I bounced off the couch, my heart feeling constricted, as if something heavy had wrapped itself around the fragile organ, squeezing the life out of me. “Is he okay? What happened? What’s wrong? Is it Maddox?”

“What? No – I mean, I’ve been trying to reach him for the last five days, but he won’t pick up my calls anymore.”

Okay, that wasn’t alarming. Maddox never picked up his mother’s calls or his father’s, for that matter. He rarely wanted to listen to what they had to say.

“I don’t understand. You sound worried,” I said, still frowning.

“The last time I spoke to him, he hung up on me,” she whispered, and then, I heard sniffling.

I rubbed my forehead, feeling another headache quickly approaching. “Savannah, what are you trying to say? If you’re calling me this many time, then it must be important. Is this about another gala or dinner party? I’m not coming, and neither is Maddox. Save it. Don’t even bother asking.”

Savannah was silent for a second, before she burst into tears and choked out her words, half mumbling and half not making any sense. “No. Not…another… gala. This… Brad… Maddox… won’t pick up my… call. His… father…”

I paced the floor, feeling so confused, so lost. Savannah Coulter was crying to me on the phone. For the four years that I have known her, she’s never lost her cool, maintaining her calm, plastic façade.

She was…crying. CRYING! The world was officially ending, this was proof enough. “What about Brad?”

“He’s in the hospital.” She hiccupped back a sob.

My feet came to a halt, and I paused, my breathing stuttering. “What?”

“He’s sick, Lila. Very sick,” Savannah whispered, barely audible. “Maddox needs to be here… but he won’t pick up my calls.”

Oh God. No! “Did you tell him?”

“I did, but he didn’t say anything and then hung up on me. This was five days ago. Brad is… He wants to see his son.”

His son – the same one he didn’t give a shit about before. But now that he was bedridden in a hospital bed, he needed to see his… son.

“I don’t know, Savannah. I haven’t seen Maddox in weeks. We broke up.”

“Please,” she begged, her voice cracking. “Please. He needs to be here. You don’t understand. Brad… I don’t know how long he has. Please, Lila.”

I glanced at Riley, and she gave me a questioning look. “I’m sorry, Savannah. I’ll see what I can do, but I can’t guarantee he’ll listen to me. If you want Maddox there and I can’t bring him to you, you’ll need to find another way.”

Savannah inhaled a shaky breath. “Okay. Thank you, Lila.”

We hung up, and I fell on the couch beside Riley. “What’s up? What did Savannah want?”

“Brad is… sick.”

Her mouth rounded with a shocked ‘o’. “She wants you to convince Maddox to go see his dad?”

“Bingo.”

“How sick is he?”

I shrugged. “I don’t know. It sounded serious, because she was crying.”
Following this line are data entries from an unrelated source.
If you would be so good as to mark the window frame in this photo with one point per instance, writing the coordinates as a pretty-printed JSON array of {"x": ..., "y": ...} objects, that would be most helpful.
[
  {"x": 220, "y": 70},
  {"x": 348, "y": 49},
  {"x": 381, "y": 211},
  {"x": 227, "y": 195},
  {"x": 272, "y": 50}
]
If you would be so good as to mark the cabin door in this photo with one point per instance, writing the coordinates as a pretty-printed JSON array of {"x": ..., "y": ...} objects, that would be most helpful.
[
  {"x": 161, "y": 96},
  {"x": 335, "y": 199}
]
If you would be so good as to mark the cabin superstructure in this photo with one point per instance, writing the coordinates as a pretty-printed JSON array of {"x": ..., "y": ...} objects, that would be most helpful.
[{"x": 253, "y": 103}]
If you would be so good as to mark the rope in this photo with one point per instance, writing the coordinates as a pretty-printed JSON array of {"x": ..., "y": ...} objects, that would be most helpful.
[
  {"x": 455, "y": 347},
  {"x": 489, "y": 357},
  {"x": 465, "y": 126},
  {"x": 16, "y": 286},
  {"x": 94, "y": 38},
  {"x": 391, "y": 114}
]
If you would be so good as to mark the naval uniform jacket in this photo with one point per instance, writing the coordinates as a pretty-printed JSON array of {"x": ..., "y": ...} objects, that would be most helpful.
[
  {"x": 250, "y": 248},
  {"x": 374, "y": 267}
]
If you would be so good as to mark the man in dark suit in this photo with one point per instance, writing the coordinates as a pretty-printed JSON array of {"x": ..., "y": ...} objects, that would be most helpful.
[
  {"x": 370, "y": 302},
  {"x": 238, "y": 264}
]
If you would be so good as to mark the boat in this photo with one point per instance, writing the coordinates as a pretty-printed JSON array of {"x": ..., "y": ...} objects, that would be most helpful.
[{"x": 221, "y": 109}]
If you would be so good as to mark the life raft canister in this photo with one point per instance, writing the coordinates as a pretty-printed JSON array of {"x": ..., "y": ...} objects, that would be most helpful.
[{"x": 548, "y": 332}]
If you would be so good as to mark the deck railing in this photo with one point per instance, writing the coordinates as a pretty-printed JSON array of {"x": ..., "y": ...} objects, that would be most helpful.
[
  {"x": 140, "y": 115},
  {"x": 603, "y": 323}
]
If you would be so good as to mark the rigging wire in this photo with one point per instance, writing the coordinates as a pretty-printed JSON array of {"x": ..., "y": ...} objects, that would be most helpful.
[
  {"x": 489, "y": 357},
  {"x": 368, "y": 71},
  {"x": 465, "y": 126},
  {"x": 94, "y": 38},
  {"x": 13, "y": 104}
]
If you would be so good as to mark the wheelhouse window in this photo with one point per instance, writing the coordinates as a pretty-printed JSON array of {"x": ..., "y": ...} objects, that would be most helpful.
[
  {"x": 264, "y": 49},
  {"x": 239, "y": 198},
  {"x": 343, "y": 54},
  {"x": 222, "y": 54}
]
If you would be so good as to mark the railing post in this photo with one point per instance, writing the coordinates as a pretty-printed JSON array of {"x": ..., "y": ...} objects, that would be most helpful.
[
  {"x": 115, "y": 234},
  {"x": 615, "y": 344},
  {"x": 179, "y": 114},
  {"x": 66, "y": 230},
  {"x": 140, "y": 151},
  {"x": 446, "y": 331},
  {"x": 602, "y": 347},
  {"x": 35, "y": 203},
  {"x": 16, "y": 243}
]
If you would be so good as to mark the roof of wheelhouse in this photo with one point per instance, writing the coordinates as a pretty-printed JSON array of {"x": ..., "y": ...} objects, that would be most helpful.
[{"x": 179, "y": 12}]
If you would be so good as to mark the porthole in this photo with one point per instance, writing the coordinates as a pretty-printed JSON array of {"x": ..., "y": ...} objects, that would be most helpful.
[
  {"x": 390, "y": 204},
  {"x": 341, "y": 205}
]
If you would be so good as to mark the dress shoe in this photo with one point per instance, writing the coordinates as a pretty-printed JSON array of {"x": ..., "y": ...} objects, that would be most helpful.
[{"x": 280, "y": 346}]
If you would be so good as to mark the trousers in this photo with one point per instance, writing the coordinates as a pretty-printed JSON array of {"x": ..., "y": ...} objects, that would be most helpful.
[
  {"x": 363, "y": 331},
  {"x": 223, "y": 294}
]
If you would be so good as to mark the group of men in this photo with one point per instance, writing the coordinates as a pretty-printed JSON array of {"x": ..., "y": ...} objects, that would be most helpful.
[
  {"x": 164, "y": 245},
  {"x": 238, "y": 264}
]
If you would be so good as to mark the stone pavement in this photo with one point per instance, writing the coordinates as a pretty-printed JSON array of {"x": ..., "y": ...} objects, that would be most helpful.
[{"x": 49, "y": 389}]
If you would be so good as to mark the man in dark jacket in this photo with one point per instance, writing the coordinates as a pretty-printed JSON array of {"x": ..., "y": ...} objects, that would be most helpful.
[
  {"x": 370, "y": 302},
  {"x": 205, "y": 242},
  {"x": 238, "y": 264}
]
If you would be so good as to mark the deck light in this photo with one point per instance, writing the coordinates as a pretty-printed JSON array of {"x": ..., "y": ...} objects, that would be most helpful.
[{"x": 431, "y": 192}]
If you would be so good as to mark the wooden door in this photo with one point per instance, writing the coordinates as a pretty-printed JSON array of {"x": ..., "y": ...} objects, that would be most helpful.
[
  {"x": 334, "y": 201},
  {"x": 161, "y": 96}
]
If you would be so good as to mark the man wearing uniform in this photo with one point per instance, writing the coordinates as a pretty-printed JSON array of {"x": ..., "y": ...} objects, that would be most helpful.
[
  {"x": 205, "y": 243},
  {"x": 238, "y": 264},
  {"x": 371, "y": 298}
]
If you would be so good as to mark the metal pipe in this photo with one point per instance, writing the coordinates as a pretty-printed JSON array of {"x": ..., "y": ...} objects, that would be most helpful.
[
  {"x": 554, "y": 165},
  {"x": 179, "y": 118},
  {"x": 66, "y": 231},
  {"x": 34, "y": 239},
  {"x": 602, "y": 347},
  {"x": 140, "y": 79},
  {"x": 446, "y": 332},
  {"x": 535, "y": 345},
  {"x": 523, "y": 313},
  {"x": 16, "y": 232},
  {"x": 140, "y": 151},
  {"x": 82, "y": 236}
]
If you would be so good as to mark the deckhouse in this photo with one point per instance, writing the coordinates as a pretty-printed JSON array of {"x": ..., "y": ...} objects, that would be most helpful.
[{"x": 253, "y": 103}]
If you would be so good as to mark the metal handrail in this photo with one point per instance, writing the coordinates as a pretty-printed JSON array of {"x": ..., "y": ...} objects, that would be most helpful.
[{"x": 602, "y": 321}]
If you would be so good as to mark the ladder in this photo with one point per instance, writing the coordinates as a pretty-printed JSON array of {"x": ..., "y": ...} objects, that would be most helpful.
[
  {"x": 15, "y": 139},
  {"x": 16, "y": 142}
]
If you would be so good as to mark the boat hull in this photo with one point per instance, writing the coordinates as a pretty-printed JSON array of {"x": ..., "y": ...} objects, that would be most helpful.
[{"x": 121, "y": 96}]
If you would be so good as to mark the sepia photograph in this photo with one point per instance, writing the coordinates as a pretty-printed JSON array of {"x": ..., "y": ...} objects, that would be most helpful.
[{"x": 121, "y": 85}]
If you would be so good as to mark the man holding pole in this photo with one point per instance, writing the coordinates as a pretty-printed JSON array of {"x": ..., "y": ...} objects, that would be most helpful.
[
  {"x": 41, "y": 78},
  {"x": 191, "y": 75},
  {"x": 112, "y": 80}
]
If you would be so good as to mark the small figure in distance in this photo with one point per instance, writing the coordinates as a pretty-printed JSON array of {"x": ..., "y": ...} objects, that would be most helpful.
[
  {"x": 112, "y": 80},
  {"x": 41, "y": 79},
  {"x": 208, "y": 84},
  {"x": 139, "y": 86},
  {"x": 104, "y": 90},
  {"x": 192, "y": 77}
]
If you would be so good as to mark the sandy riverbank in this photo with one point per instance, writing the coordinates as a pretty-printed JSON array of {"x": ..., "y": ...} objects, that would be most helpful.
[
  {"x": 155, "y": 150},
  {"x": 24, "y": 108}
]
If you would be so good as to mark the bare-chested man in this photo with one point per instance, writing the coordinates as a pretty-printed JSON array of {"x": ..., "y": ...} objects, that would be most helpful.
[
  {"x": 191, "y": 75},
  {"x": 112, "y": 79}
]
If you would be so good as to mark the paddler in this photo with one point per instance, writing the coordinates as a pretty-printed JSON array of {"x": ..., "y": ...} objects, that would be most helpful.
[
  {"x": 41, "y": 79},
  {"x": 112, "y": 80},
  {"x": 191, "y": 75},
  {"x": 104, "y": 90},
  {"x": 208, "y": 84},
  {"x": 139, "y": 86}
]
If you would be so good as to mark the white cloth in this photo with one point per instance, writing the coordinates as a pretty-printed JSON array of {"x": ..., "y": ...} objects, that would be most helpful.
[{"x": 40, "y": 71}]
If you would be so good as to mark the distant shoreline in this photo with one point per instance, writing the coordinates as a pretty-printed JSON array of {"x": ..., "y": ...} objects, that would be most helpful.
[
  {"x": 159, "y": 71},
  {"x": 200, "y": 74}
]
Riley nodded slowly. “I was on Colton’s Instagram two hours ago. They apparently have a party going on at his house, right now. I saw Maddox in one of the videos in his story.”

“Another party?” During Exams? What the hell?

“Last I heard, it was Maddox who decided to throw the party. Again. Which, by the way, the last one ended with a fight.”

This reminded me of four years ago. Back in high school, when Maddox didn’t give a shit about anything or… anyone. He was all about partying, drugs and alcohol… and letting his fists do the talking.

He was spiraling. Once again. Oh God.

My head fell into my hands, and I took a deep breath. Maybe it was my fault… An overwhelming sense of guilt filled my chest, and I almost choked on the taste of bitterness on my tongue.

“Do you want to wait until tomorrow?” Riley questioned, rubbing my back.

“No. I have to do this tonight. Maddox might be stubborn, but I am more stubborn than he could ever be.”